On his return to Glasgow in September 1756, he immediately acted as agent for his father’s business, trading general goods and, on occasion, slave-grown produce. On 27 September 1756 Watt junior noted a ‘great error’ in the prices charged in the tobacco account.
A key episode refers to the importation of a black child, Frederick in 1762.

‘ Greenock 17 March 1762'
Re[ceive]d from John Watt[:] a Black Boy which I promise to deliver to Mr John Warrand
Merch[an]
t
in Glasgow
Walter McAdam’
[MS 3219/3/71b/61]
See also [MS 3219/3/71b/62], which describes ‘ List of Cloths for Black Boy March 1762’.

Birmingham Archives have recently provided an updated list of these transcriptions. See here: http://calmview.birmingham.gov.uk/CalmView/app_themes/customer/images/bah-source-Slavery%20in%20Archives%20of%20Soho.pdf
I photographed a letter in Birmingham Archives MS 3219/3/92/96 related to the trafficking of the child to a Scottish gentry family. The above pdf says addressed to 'James Watt'. In fact, the letter was addressed to 'James Watt junior'.
In other words - and this was a revelation to me, and I presume most other people - it was the great improver, James Watt (1736- 1819), not James Watt senior (1698-1782) involved.

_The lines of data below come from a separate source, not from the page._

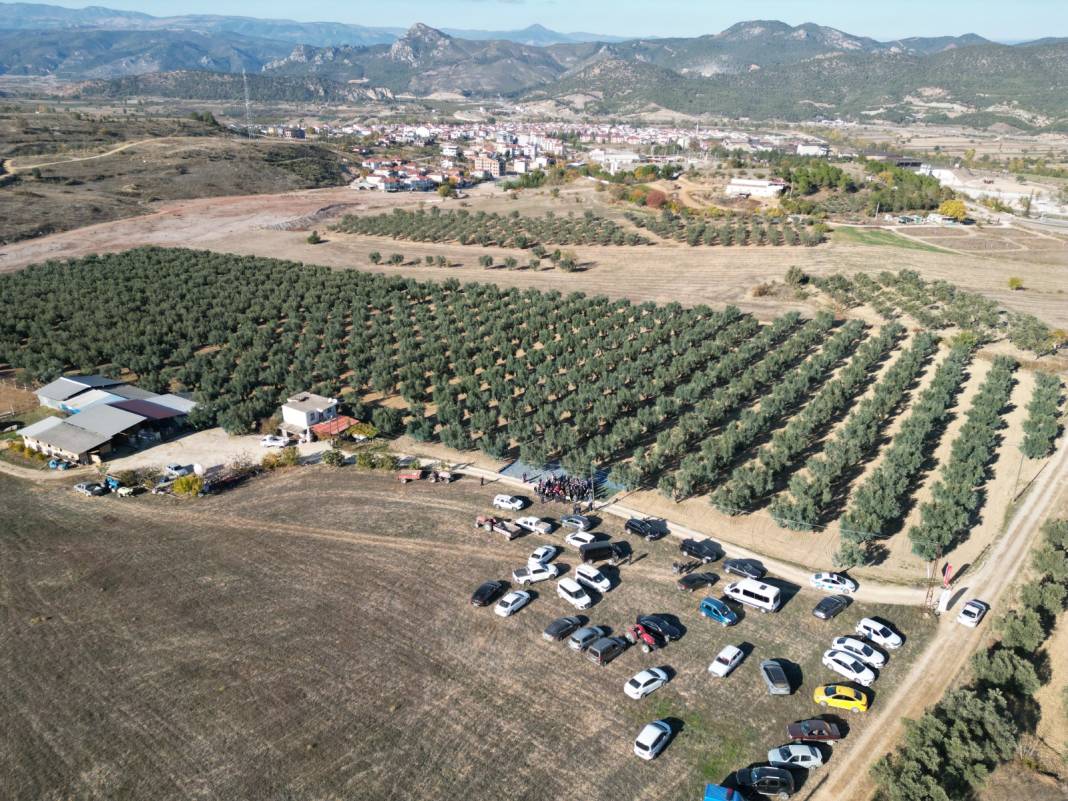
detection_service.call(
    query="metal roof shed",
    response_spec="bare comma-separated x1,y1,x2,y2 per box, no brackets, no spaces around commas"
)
67,406,145,439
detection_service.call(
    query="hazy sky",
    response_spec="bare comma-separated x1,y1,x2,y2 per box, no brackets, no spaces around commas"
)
33,0,1068,41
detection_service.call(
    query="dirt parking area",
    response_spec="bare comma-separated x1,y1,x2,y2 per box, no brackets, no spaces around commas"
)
0,467,933,801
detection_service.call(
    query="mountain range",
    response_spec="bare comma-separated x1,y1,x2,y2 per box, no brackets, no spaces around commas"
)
0,3,1068,128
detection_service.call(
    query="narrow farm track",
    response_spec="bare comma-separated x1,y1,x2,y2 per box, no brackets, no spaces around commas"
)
802,429,1068,801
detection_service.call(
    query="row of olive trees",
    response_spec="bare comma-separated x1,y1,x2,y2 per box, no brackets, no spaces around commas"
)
1020,373,1064,459
909,356,1017,560
837,345,972,565
711,324,905,515
664,319,864,497
871,520,1068,801
770,332,938,531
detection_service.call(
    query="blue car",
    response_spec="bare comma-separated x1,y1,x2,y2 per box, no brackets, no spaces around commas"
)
700,598,738,626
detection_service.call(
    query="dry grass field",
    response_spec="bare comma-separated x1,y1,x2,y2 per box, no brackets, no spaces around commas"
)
0,468,933,801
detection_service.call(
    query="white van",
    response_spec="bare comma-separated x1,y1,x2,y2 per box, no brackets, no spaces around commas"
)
723,579,781,612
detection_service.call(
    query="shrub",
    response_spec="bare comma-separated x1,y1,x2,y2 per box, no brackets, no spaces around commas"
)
173,475,204,497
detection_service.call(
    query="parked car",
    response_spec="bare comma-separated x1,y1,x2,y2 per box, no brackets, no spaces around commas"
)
822,648,875,687
471,581,508,607
634,720,671,759
579,539,630,562
675,572,719,593
493,494,527,512
493,590,532,617
512,563,560,584
723,559,768,579
678,539,723,565
735,767,794,801
623,668,668,701
560,515,594,531
556,578,594,609
957,598,990,629
831,637,886,669
527,545,560,567
163,465,193,481
768,742,823,770
708,645,745,678
623,517,668,543
586,637,630,668
575,565,612,593
812,595,852,621
786,718,842,742
567,626,608,653
541,615,583,643
812,685,868,712
760,659,794,695
564,531,598,548
697,598,738,626
637,614,682,640
855,617,905,649
808,572,857,595
516,515,552,534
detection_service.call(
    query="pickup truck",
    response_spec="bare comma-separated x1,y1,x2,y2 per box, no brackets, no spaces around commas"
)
474,515,523,539
516,515,552,534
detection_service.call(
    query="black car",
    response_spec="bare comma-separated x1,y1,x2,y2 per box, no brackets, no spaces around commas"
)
471,581,508,607
675,572,719,593
541,615,585,643
735,767,794,801
638,615,682,640
678,539,723,565
623,517,668,543
812,595,850,621
723,559,768,579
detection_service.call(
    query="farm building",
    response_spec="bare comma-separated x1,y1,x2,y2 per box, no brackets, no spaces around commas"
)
726,178,786,198
279,392,337,442
18,376,197,464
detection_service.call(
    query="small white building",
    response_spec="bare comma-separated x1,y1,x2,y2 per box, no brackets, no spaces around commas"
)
798,143,831,158
279,392,337,442
725,178,786,198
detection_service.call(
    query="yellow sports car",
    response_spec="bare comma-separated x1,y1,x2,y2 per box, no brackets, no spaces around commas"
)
812,685,868,712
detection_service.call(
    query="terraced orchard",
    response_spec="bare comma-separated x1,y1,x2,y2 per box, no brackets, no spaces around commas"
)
0,249,1033,565
335,206,649,249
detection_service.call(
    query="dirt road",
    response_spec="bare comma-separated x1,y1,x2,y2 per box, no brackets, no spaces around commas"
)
804,427,1068,801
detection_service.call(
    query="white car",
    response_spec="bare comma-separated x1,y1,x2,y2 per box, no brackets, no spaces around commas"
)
823,648,875,687
512,564,560,584
564,531,597,548
957,599,990,629
575,565,612,593
708,645,745,678
556,579,594,609
493,496,527,512
768,742,823,769
516,515,552,534
831,637,886,670
808,572,857,595
855,617,905,649
634,720,671,759
623,668,668,701
527,545,560,567
493,590,531,617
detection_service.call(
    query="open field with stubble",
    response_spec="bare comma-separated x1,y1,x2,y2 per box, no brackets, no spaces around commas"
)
0,468,933,801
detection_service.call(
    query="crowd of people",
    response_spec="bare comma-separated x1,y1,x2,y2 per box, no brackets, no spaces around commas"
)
523,474,594,503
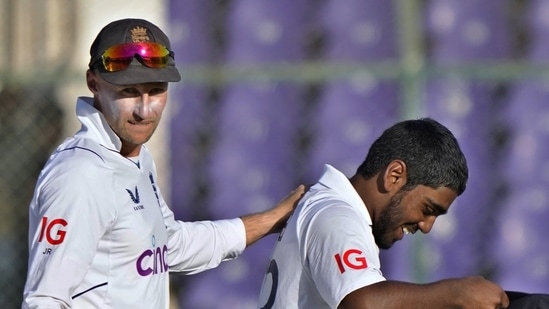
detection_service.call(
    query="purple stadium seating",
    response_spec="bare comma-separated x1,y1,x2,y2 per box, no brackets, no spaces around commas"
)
164,0,215,220
222,0,309,63
425,0,511,62
424,0,511,280
319,0,396,60
490,80,549,293
425,79,494,280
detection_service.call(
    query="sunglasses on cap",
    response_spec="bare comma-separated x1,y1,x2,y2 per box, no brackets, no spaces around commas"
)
95,42,174,72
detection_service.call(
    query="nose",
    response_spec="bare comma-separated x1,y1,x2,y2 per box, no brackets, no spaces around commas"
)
418,216,437,234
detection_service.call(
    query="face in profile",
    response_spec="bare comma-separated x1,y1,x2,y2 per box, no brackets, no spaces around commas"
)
88,71,168,155
372,185,457,249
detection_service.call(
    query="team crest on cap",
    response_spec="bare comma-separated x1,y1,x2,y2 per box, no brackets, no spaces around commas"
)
130,26,150,43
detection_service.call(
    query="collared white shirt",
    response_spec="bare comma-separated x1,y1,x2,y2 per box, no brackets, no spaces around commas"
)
23,97,246,309
259,165,385,309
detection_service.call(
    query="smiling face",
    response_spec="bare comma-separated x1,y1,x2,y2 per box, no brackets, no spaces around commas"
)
87,71,168,157
372,185,457,249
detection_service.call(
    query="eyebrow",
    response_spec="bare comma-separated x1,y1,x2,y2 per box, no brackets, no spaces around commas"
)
427,198,448,215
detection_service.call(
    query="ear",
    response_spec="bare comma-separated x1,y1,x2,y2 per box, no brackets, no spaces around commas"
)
383,160,408,192
86,70,98,94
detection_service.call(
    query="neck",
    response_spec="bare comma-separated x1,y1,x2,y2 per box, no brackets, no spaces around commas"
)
120,142,141,158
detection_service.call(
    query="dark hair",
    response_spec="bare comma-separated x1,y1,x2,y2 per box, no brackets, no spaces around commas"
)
356,118,468,195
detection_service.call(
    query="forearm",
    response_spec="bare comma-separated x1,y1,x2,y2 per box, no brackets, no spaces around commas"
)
241,185,305,246
339,277,509,309
241,210,286,246
339,281,460,309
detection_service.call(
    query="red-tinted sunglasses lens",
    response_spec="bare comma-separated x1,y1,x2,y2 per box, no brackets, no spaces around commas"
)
101,42,172,72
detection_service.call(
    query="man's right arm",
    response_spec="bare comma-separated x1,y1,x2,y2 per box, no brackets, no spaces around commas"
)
338,276,509,309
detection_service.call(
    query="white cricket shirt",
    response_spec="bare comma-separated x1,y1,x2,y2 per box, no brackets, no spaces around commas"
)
259,165,385,309
23,97,246,309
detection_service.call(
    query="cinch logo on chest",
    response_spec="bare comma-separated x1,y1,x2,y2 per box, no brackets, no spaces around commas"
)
126,187,145,211
135,235,169,277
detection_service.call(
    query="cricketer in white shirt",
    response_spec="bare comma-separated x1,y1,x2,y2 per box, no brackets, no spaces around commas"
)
259,165,385,309
23,97,246,309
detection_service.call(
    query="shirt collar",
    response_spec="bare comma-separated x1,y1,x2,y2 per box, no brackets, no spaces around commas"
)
76,97,122,152
318,164,372,225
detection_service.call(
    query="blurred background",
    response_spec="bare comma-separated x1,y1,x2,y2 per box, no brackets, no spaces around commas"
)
0,0,549,309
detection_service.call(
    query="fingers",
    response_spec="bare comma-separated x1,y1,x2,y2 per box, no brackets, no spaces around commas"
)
500,291,510,308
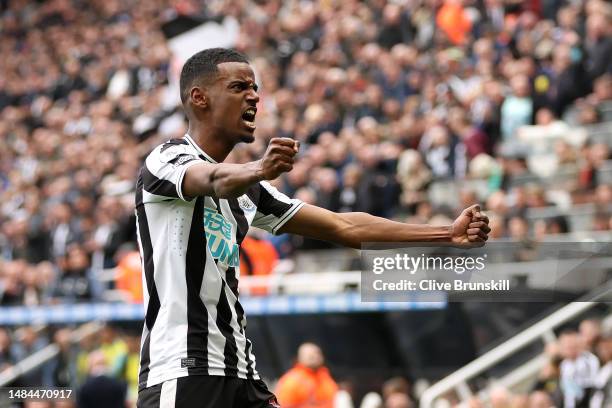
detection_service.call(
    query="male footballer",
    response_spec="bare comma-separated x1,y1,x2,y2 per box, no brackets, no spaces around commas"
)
136,48,490,408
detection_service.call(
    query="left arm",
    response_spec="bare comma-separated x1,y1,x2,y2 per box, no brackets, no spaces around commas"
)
279,204,490,249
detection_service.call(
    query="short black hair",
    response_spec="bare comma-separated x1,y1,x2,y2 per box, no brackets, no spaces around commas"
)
180,48,249,103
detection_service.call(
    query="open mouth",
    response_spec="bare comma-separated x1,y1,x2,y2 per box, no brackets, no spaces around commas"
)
242,108,257,129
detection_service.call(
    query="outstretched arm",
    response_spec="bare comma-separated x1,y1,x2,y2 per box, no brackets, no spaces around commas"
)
279,204,491,248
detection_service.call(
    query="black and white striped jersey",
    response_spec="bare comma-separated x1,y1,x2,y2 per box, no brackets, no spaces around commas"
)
136,135,303,389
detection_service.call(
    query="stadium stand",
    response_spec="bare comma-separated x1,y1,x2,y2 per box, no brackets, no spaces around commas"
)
0,0,612,408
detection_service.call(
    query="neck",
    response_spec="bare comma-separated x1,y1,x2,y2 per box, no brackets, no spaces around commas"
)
187,121,234,163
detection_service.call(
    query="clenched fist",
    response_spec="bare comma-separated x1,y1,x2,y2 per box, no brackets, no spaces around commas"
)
258,137,299,180
451,204,491,247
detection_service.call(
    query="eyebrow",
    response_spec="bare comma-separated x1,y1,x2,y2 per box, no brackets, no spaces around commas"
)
227,79,259,91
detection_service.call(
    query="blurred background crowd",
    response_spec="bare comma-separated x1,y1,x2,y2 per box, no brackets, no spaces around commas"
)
0,319,612,408
0,0,612,408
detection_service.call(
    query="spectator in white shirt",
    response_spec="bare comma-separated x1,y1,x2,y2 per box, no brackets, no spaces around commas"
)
559,331,599,408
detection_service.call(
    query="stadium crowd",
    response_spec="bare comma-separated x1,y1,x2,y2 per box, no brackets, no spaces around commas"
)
0,318,612,408
0,0,612,304
0,0,612,407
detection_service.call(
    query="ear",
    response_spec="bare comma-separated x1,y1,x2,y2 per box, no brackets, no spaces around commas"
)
189,86,208,109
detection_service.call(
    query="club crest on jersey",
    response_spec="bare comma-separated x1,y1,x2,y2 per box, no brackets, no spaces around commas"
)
238,195,255,211
204,207,240,267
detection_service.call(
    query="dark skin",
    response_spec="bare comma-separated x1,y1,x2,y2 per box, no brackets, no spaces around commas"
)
183,62,490,248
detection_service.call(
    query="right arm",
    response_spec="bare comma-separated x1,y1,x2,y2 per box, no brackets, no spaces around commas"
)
182,138,297,198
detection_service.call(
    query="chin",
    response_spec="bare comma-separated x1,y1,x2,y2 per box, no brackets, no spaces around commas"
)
240,133,255,143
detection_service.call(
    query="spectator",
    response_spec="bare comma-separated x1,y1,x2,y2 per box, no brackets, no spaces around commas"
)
578,319,601,355
589,333,612,408
501,74,533,140
559,331,599,408
76,351,127,408
275,343,338,408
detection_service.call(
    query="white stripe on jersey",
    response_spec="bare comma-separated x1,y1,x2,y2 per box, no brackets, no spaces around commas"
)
136,136,303,388
159,378,177,408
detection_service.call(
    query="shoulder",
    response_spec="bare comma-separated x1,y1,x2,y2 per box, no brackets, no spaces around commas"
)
146,139,198,165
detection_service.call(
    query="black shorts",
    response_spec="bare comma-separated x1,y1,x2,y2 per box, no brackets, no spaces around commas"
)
136,375,280,408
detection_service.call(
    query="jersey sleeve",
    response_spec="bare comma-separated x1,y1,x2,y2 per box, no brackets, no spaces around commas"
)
142,139,207,201
252,181,304,234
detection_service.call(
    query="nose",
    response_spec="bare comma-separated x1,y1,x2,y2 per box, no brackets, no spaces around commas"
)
247,88,259,103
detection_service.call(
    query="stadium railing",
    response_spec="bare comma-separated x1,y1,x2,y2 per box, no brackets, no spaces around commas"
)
0,322,102,387
420,282,612,408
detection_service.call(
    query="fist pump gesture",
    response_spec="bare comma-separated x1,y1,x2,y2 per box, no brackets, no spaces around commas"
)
451,204,491,247
257,137,299,180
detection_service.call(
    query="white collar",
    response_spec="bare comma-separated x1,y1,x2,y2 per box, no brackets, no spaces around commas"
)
184,133,217,163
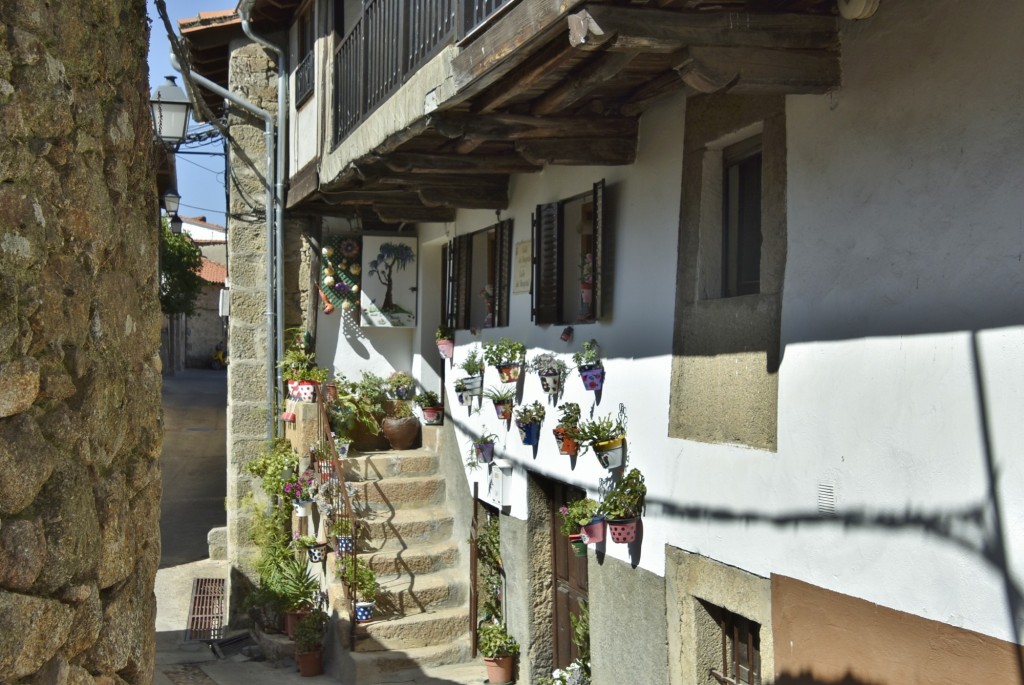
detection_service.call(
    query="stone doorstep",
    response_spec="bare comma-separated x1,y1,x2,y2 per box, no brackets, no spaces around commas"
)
348,606,469,652
356,476,444,512
344,449,438,481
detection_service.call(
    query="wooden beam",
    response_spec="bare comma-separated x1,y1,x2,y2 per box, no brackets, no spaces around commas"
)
381,153,541,174
568,5,839,53
452,0,584,98
374,205,456,223
516,137,637,167
675,47,840,94
430,112,638,140
531,52,636,117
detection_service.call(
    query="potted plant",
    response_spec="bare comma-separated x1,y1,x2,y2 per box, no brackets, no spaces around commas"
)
473,433,498,464
476,622,519,683
295,609,330,678
577,416,626,469
413,390,444,426
338,557,378,623
515,400,545,444
384,371,416,399
381,399,420,449
459,348,483,395
328,515,355,555
572,340,604,390
598,469,647,544
276,555,319,639
292,533,328,564
434,326,455,359
483,337,526,383
552,402,580,457
529,352,567,395
483,387,515,421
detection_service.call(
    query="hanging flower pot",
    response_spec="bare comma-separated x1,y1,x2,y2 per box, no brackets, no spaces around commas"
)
437,340,455,359
594,435,626,469
498,363,522,383
608,518,640,545
517,423,541,444
541,373,562,395
306,543,330,564
355,602,375,623
495,401,514,421
580,516,604,545
420,406,444,426
569,534,587,557
473,442,495,464
580,367,604,390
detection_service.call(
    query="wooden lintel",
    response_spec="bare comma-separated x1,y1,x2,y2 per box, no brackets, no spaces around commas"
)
452,0,585,97
675,47,840,94
431,112,634,140
567,5,839,53
381,153,541,174
419,183,509,209
516,136,637,167
374,205,456,223
531,52,636,117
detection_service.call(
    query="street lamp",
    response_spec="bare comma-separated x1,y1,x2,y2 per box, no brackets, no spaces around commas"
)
150,76,191,147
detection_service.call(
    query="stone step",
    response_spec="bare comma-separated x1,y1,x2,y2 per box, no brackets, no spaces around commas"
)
337,635,475,685
352,607,469,652
352,476,444,509
344,449,437,481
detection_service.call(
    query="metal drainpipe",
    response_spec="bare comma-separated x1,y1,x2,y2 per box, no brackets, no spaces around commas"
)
171,53,276,440
239,0,288,397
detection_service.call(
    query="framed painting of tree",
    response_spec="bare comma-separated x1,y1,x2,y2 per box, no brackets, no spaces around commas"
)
360,234,418,328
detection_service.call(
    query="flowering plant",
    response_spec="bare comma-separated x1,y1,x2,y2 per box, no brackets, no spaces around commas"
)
538,659,590,685
284,469,318,502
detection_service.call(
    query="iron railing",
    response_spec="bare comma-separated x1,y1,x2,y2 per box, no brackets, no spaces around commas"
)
333,0,515,145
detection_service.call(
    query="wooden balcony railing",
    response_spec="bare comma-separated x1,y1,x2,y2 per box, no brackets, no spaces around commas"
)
334,0,515,145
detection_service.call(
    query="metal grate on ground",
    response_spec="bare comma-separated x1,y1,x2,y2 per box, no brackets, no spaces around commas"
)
185,577,224,642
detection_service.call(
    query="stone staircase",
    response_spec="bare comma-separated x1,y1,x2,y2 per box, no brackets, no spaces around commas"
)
327,436,471,684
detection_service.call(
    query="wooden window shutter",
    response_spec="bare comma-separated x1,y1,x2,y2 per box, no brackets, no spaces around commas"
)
495,219,512,326
534,202,562,325
591,178,606,319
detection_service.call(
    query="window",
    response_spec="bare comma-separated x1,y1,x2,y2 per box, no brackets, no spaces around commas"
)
442,219,512,330
722,136,761,297
534,180,604,325
700,601,761,685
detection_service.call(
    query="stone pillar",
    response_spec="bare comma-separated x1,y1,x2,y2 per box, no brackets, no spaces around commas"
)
0,0,161,684
226,42,278,570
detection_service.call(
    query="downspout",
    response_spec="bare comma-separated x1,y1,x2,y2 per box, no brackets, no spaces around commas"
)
239,0,288,397
171,53,276,439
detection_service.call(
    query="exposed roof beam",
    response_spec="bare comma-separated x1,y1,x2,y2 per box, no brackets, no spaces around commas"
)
568,5,839,53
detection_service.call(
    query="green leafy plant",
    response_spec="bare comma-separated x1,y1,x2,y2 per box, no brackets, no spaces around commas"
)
558,498,599,536
483,337,526,367
337,557,378,602
276,556,319,611
572,339,601,369
598,469,647,520
160,219,206,316
413,390,441,408
459,348,483,376
295,609,331,652
527,352,568,376
476,622,519,658
515,400,546,426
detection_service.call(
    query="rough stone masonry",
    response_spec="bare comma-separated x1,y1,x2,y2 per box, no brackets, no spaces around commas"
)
0,0,161,685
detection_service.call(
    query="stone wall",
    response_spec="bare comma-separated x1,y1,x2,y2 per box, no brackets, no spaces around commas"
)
0,0,161,685
226,37,278,570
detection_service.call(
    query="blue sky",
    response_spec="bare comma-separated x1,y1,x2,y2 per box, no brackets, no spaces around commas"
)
146,0,230,226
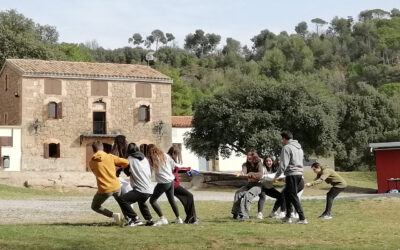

This letter says: ‘I am surprised I have never heard anything of my Black boy. If he is not gone North I beg
you will send him by the first opportunity directed for Brodie House near Forres'. [1/2]
I shall be glad to have your answer in course of post and an account of what he has cost you since his
arrival at Greenock and the cost of my Letters. I am sensible you have been at a good deal of
Trouble upon my account'.
Now we can speculate if James Watt was operating for his father, his brother or his own account. This seems irrelevant. There is direct, verifiable evidence that a Scottish gentry owner a) presumed James Watt was in charge of the child, and b) had worked hard on his own account.
It is verifiable James Watt's a) father was involved with slave trading, b) he supported his sons education which would otherwise have been impossible, c) Watt himself involved with colonial commerce for years in Glasgow, which one 1 occasion involved trafficking of a child.
In Capitalism and Slavery, historian Eric Williams also argued capital accumulated from the West India trades by merchant houses underpinned the financing of the Boulton & Watt steam engine. See Eric Williams, Capitalism and Slavery, (London: Andre Deutsch edn., 1964), pp.102-3.
In Capitalism and Slavery, Eric Williams argued capital accumulated from the West India trades by merchant houses underpinned the financing of the Boulton & Watt steam engine. See Eric Williams, Capitalism and Slavery, (London: Andre Deutsch edn., 1964), pp.102-3.
It is doubtful whether James Watt exported steam-engines to Caribbean planters and in fact, there is direct evidence that he was queasy with the relationship in 1791 (likely reputational). But the above evidence reveals he had no such questions of morality in 1760s Scotland.